I picked As Bright As Heaven for my January BOTM pick. I started this figuring that I'd like it just fine and ended up loving it.

I loved the historical context: WWI and and the 1918 Spanish flu epidemic. I'm not as familiar with WWI stories (especially when compared to how many WWII stories I've read), and knew only basic facts about the Spanish flu crisis. Meissner drew those two events together in a very natural way that was easy to read.

I loved the mother-daughters narration: the story is told through alternating perspectives among the mother, Pauline, and her three daughters, Evelyn, Maggie, and Willa. Each character had a distinct personality that felt genuine rather than contrived. I grew to appreciate each woman's virtues and flaws, and I loved seeing the events of the story through differing lenses.

The end came together more tidily than I expected, and while sometimes that can feel disingenuous to a story, I welcomed the settled conclusions. Sure, often life doesn't come together smoothly, but sometimes it does. And I liked that the Brights' stories came together in a way that didn't feel like selling out.

Have you read As Bright As Heaven? Or any other books of Susan Meissner's?


  1. I wrote a comment for this post before but I don't know what happened to it. It's out in space somewhere.
    One of my twins picked out a book on disasters at his school book fair. It sounds like a huge downer but is actually very interesting.
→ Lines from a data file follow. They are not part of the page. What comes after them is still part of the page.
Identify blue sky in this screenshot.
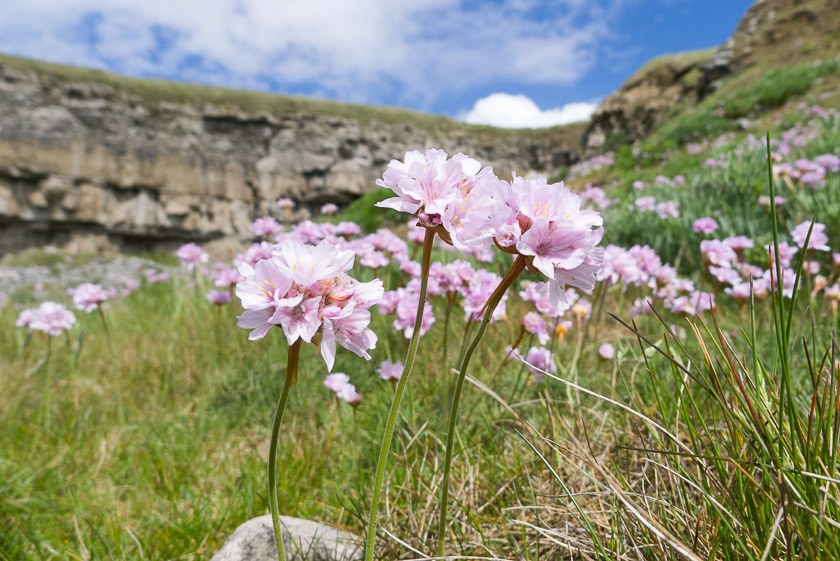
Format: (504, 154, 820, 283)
(0, 0, 752, 127)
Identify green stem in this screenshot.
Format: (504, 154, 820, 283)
(364, 227, 435, 561)
(269, 339, 301, 561)
(438, 256, 526, 557)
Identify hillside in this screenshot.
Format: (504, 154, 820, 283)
(585, 0, 840, 152)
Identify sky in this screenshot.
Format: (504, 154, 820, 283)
(0, 0, 753, 128)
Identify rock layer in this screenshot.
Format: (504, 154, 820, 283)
(0, 56, 582, 254)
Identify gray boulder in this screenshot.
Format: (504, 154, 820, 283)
(211, 515, 362, 561)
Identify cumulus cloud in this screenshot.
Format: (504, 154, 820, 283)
(0, 0, 618, 108)
(461, 93, 598, 128)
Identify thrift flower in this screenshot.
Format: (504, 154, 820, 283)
(598, 343, 615, 360)
(207, 290, 232, 305)
(377, 359, 404, 382)
(72, 283, 108, 312)
(693, 217, 719, 235)
(176, 243, 209, 271)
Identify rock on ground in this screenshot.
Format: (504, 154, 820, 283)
(211, 515, 362, 561)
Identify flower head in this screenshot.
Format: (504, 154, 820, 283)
(176, 243, 209, 271)
(72, 283, 108, 313)
(235, 240, 382, 371)
(377, 359, 404, 382)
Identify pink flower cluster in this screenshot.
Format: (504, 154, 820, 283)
(323, 372, 362, 406)
(376, 149, 605, 313)
(71, 283, 109, 312)
(176, 243, 209, 271)
(236, 239, 383, 370)
(16, 302, 76, 336)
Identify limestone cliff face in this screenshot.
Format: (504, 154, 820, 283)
(0, 58, 582, 254)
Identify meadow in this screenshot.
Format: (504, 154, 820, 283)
(2, 101, 840, 561)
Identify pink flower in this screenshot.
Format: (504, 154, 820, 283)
(723, 236, 754, 251)
(522, 312, 549, 345)
(72, 283, 108, 312)
(655, 201, 680, 219)
(791, 221, 830, 252)
(321, 203, 339, 215)
(252, 216, 282, 237)
(376, 149, 479, 219)
(767, 241, 799, 268)
(176, 243, 209, 271)
(635, 196, 656, 211)
(207, 290, 232, 305)
(145, 269, 170, 283)
(377, 359, 403, 382)
(360, 251, 390, 269)
(336, 221, 361, 236)
(693, 217, 719, 235)
(215, 268, 245, 288)
(598, 343, 615, 360)
(700, 240, 737, 267)
(235, 239, 382, 371)
(272, 238, 354, 287)
(337, 383, 362, 407)
(16, 308, 40, 328)
(276, 198, 296, 209)
(815, 154, 840, 172)
(27, 302, 76, 336)
(523, 346, 556, 382)
(324, 373, 350, 393)
(487, 175, 603, 309)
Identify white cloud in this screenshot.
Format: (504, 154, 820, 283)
(0, 0, 617, 108)
(461, 93, 598, 128)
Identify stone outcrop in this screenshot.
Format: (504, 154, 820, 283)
(210, 515, 361, 561)
(583, 49, 713, 152)
(0, 56, 582, 254)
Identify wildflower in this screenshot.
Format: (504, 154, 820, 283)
(655, 201, 680, 219)
(324, 373, 351, 393)
(176, 243, 209, 271)
(635, 196, 656, 211)
(791, 221, 830, 252)
(377, 360, 404, 382)
(25, 302, 76, 336)
(521, 312, 549, 345)
(207, 290, 232, 305)
(523, 346, 556, 382)
(693, 217, 719, 235)
(598, 343, 615, 360)
(700, 240, 737, 267)
(376, 149, 482, 228)
(236, 239, 382, 370)
(252, 216, 282, 237)
(337, 384, 362, 407)
(72, 283, 109, 312)
(276, 198, 295, 209)
(321, 203, 339, 216)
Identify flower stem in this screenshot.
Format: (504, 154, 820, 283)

The Spanish Flu is in it and that made me look forward to this book.
    I enjoyed the middle part the most when the flu was most active. I agree with you calling the ending tidy. I would have liked the character of Conrad to either be developed more or left out altogether. It seemed like he snuck in there just to leave Evie with someone to be with at the end, but I would have been OK with her just continuing to work.
    Spoiler: I did not expect the major death to occur and I'm not ashamed to admit that I cried about it.
    All in all, I really liked it.

    1. Totally agree about Conrad. The way Meissner left it, he felt like a placeholder so that everyone had a happy ending. I wanted either more or none. I was super shocked by the major death too. Overally I was more emotional about the whole story than I expected to be.